Esa no soy yo (lit: That's not me) is a Chilean drama television series that aired on the main channel of Televisión Nacional de Chile from August 24, 2015, to April 11, 2016, starring Camila Hirane, Matías Oviedo, and Cristián Carvajal.

== Plot ==
Judith and Anahí Marin-Gonzalez (Camila Hirane) are two twin sisters, who are complete opposites. Judith is a famous hairdresser, while her sister Anahí is involved with the rich. When Judith's ex, Brian (Luis Uribe), is freed from prison, she asks for help from her twin sister to escape out of the city. The day she's supposed to meet her sister, she finds Anahí dead in the bathtub. She swears vengeance and fakes her death by taking her sister's identity. She discovers that her sister made a lot of enemies and had a relationship with Alfredo Labarca-Ruiz, a famous doctor, ex-husband of Antonia (Claudia Pérez) and father of Celina Labarca (Valentina Carvajal). She wants revenge, but falls herself falling in love with her sister's fiance; meanwhile the killer is at large. One of her confidantes is Julio Chavez (Cristián Carvajal), a police officer, who keeps her secret of her true identity. Eventually, everything comes to into light and everyone finds out that Anahí is really Judith.

== Cast ==

=== Main characters ===
- Camila Hirane as Judith Marin-Gonzalez / Anahí Marin-Gonzalez.
- Matias Oviedo as Alfredo Labarca-Ruiz.
- Cristián Carvajal as Julio Chavez.
- Luis Uribe as Brian Ortiz.
- Claudia Perez as Antonia del Mazo Acuña.
- Antonio Campos as Claudio Labarca-Santos del Mazo.

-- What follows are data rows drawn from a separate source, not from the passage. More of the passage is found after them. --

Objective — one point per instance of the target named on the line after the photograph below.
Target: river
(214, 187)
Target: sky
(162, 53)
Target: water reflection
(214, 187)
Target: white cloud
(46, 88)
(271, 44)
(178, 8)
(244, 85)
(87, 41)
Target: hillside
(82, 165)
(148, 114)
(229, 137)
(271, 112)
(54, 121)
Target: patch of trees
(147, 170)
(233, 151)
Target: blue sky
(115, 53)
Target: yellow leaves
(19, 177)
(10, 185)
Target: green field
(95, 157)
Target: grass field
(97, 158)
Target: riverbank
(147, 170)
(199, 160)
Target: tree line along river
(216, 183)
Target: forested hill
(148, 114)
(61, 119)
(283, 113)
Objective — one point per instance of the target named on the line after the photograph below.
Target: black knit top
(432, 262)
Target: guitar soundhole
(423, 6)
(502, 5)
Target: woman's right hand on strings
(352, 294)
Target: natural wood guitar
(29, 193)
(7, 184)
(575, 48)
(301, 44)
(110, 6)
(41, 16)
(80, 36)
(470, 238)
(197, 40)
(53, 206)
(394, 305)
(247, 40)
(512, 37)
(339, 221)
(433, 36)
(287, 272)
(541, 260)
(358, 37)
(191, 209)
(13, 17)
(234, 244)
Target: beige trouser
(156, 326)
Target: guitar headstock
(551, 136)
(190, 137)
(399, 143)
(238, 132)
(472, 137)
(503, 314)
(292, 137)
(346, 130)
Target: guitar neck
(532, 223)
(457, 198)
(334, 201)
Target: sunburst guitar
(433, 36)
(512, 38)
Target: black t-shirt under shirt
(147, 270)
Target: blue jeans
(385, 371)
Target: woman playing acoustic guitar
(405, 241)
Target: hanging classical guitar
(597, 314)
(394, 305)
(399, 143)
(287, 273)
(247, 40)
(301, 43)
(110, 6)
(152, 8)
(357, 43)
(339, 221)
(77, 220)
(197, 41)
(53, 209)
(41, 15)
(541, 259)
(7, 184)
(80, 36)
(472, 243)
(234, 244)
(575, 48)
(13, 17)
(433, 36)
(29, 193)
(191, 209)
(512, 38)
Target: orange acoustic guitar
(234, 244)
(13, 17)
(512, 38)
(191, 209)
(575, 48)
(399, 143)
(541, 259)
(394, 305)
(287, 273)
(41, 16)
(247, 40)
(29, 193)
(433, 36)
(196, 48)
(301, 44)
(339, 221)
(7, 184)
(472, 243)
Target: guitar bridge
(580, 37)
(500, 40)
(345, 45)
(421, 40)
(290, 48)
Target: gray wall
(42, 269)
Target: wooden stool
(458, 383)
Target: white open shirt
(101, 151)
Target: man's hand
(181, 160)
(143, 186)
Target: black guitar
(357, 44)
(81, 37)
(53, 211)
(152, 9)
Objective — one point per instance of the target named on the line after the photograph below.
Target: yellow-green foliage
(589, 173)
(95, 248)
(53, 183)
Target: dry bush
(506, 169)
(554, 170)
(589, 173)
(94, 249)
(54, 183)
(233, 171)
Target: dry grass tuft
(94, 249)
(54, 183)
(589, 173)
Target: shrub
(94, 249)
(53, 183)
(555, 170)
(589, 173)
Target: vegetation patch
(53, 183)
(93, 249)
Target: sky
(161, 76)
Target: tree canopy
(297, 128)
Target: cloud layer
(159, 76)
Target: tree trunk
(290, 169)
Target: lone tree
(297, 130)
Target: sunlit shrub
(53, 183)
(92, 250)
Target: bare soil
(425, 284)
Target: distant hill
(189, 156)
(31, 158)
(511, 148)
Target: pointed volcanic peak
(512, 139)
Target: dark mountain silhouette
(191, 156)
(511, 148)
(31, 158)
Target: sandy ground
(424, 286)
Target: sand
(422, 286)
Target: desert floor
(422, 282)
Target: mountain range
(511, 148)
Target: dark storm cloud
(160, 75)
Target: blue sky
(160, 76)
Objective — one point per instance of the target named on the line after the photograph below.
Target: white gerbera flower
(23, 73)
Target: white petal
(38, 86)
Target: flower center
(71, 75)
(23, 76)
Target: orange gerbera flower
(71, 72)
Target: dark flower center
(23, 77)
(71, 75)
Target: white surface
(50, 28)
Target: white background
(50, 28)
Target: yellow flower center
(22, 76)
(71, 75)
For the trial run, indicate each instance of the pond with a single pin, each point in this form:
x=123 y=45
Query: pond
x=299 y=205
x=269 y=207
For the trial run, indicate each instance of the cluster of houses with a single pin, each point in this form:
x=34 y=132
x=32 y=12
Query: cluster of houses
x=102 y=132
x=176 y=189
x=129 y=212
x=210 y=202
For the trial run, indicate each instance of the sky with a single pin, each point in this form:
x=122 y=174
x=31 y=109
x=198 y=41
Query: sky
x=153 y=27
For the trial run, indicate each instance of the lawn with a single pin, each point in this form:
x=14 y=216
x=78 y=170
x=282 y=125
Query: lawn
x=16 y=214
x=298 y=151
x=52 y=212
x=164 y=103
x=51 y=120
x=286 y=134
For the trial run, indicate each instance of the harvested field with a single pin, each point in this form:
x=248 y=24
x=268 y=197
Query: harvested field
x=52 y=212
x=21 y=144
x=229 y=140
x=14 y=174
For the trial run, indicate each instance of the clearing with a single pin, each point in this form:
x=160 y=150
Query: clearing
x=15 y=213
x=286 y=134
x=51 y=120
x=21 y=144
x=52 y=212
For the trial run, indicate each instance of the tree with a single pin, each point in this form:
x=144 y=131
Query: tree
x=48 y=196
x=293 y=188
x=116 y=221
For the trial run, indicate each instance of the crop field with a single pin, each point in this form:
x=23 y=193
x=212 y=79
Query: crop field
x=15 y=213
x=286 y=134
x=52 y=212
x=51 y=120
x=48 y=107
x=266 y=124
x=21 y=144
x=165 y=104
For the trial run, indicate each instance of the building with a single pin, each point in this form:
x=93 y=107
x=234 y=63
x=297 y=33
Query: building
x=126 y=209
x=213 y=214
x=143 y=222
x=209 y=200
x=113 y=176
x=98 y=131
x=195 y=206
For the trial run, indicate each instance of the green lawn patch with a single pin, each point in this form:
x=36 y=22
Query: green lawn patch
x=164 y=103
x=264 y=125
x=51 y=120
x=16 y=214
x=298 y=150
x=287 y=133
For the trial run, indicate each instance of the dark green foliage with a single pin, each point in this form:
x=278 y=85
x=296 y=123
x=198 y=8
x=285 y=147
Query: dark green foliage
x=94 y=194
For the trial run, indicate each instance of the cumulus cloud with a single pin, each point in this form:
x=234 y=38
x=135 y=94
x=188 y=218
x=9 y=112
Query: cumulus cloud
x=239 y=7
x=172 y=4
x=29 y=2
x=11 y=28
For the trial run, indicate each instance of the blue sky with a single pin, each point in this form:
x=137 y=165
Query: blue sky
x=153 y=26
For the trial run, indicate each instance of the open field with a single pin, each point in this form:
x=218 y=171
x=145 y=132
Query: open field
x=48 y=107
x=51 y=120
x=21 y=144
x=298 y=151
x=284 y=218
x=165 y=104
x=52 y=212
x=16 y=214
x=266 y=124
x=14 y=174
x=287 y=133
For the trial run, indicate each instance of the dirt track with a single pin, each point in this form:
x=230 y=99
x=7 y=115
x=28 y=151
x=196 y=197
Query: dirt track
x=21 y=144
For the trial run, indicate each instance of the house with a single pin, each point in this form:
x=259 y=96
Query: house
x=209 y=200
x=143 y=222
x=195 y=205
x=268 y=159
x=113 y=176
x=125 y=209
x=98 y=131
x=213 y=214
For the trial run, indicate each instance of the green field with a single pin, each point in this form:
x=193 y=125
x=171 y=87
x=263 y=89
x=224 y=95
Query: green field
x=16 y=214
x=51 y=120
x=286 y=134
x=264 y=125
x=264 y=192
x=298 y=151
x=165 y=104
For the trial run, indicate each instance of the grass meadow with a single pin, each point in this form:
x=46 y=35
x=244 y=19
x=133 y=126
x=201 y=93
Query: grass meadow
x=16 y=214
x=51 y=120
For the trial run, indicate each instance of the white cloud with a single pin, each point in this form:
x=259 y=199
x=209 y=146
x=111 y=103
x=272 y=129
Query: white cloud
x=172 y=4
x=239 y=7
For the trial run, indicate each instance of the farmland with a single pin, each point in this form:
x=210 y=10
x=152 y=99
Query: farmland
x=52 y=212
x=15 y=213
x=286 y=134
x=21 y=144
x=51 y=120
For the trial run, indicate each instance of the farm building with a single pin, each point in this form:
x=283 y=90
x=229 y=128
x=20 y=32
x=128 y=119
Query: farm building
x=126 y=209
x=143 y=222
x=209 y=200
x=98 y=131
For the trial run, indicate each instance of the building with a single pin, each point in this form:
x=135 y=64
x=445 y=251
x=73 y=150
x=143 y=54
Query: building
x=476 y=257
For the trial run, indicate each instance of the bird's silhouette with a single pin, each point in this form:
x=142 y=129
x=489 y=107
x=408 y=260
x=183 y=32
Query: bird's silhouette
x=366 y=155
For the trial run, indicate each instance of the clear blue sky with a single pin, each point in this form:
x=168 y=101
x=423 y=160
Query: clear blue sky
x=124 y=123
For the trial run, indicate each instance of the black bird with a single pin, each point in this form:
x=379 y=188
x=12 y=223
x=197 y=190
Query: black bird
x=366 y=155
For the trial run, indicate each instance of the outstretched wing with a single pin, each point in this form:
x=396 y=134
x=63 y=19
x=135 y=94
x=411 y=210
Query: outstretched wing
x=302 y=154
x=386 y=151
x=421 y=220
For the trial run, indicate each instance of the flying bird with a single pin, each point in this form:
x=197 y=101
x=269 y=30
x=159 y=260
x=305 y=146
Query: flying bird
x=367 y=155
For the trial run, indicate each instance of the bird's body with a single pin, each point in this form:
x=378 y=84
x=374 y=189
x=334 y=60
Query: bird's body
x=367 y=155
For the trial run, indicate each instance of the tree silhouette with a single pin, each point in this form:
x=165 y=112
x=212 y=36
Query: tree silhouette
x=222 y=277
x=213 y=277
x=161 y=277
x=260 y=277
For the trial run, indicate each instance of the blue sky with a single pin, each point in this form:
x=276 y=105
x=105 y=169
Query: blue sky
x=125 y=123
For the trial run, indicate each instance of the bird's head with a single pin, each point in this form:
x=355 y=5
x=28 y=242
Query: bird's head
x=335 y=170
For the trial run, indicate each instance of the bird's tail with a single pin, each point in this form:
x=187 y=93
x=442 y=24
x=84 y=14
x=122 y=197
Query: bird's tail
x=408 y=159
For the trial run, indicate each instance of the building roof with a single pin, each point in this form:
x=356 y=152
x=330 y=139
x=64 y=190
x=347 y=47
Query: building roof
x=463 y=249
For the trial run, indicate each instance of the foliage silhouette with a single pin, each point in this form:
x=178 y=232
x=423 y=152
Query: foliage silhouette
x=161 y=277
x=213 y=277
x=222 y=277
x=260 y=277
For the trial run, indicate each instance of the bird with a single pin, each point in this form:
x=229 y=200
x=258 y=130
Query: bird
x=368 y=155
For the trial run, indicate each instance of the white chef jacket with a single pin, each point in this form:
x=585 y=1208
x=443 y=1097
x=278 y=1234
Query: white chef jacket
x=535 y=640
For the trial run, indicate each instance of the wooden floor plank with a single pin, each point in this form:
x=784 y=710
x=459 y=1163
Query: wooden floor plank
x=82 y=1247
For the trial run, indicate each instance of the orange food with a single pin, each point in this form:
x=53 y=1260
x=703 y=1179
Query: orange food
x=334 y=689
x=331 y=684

=== Supporting characters ===
- Javiera Hernández as Gilda Munch Fuentes.
- Patricio Achurra as Ramon Marin.
- Mónica Carrasco as Hortencia Salinas.
- Carmen Disa Gutierrez as Socorro del Carmen.
- Valentina Carvajal as Celina Labarca.
- Nathalia Aragonese as Erika Gallo.
- Paulina Eguiluz as Officer Lorena Pino.
- Marcelo Valdivieso as Manuel Gonzalez Lagos.
- Nicolás Pérez as Johnny Perez Salinas.
- Camila Nuñez as Nataly Espejo Pizarro.
- Pablo Diaz del Río as Bruno Undurraga Vial.
- Rolando Valenzuela as Deputy Dario Santos.
- Andres Arriola as Peralta Detective.